In 1994, companies were staking their claim in the search market faster than you could say venture capitalism, and two of the first search engines, MetaCrawler and WebCrawler, were hatched in UW's computer science and engineering department. WebCrawler, designed by Brian Pinkerton when he was a graduate student, was released to the public in 1994. A year later, America Online gobbled it up. Since the university did not fund the project, Pinkerton pocketed "a nice chunk of cash" and was given a job at AOL. The search engine changed hands again in 1997 when AOL sold it to Excite. After Excite went belly-up in 2001, InfoSpace purchased WebCrawler.
In 1995, Etzioni and then–graduate student Erik Selberg created MetaCrawler, which queries 12 search engines and combs the results to produce a more relevant list. MetaCrawler was originally licensed by a UW startup called NetBot. Selberg, Etzioni, and the university were each rewarded with stock in NetBot, which was later swallowed by Excite in 1997 for $35 million in stock. InfoSpace purchased MetaCrawler two years later and continues to pay UW royalties. As of March 1, the search engine has generated $106,000 for the university, said James Severson, vice provost of UW's technology transfer office. In 2001, UW had 414 licenses generating $25 million in income, according to Ed Lazowska, chair of the computer science department. Both MetaCrawler and WebCrawler operate today.
After Google entered the search-engine market in 1998, it quickly became the leading site. But this year marked a new, more competitive phase in the search market as both Yahoo! and MSN broke ties with Google, whose technology they licensed for use on their own sites, and developed software of their own. In addition, several startup services have cropped up in response to Google's problems with webmasters who try to circumvent its page-ranking method of counting links to a given site.
To fight off competition, Google is fortifying with numerous researchers and engineers, including 60 Ph.D.s—10 of whom cut their teeth at UW. The Mountain View, Calif., company also employs a dozen lesser-degreed Huskies. "Google has been the most aggressive recruiter of students in the past three years," said Lazowska.
Selberg and Pinkerton agree that this round of search-engine competition will be different than before, for one big reason: money. "The cost to enter the search-engine space is enormous," says Pinkerton, who owns a search consulting business in the Bay Area. "When I did it, it was as a grad student with a top PC and time to program. You can't do that now." Says Selberg, a program manager with the MSN search team: "The hardware and infrastructure is a significant investment. It's not something easy to do with a bootstrap operation anymore."
On April 29, Google filed for a public stock offering and announced it would raise more than $2 billion—a nice-sized war chest to fend off competitors.

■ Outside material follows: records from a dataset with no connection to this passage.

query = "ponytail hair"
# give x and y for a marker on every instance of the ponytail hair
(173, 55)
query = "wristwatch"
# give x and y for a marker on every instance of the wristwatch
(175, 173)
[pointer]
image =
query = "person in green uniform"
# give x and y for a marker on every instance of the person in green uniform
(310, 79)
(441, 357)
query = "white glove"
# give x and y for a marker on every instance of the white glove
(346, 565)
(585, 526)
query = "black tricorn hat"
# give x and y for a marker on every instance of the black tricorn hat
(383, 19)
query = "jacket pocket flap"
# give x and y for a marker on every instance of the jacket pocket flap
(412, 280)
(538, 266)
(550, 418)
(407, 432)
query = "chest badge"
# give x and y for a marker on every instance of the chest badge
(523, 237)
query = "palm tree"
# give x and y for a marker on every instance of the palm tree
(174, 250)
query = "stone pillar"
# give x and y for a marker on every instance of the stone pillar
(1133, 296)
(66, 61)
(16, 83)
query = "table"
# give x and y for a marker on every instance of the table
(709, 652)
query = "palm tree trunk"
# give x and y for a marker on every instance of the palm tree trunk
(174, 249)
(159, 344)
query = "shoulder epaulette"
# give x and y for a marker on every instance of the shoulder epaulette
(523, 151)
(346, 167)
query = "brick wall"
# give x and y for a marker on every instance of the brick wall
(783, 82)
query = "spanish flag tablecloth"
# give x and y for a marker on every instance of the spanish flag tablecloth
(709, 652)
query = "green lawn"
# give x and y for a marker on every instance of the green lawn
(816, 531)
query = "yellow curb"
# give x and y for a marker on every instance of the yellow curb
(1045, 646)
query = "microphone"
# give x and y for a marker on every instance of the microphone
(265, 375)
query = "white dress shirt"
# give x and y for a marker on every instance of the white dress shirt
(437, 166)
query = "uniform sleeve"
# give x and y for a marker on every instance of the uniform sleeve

But startups and brand-name companies are willing to spend money, too, to capture a portion of paid-placement advertising revenue. The advertising revenue generated by search queries will reach nearly $7 billion in three years, says Piper Jaffray analyst Safa Rashtchy. Everyone wants a piece of the pie, including Microsoft.
Microsoft is working on integrating several search features into its next operating system, code named Longhorn. Eric Brill told Technology Review magazine that people should be able to enter a question and be supplied with an answer, rather than trying to craft search phrases with words such as and, or, and not. Brill and others have been testing a program called AskMSR for the past year. AskMSR can answer simple fact-based questions and is just one of the technologies the Redmond company is testing.
Also a product of search research at UW, AskMSR builds on principles previously employed by an internal university question-and-answer system called Mulder, says Etzioni. As for UW's new technology, KnowItAll, it likely will follow the same route into the commercial market as WebCrawler, MetaCrawler, and Mulder, Etzioni says. And although KnowItAll is in early development, at least one search contender—Yahoo!—has shown interest.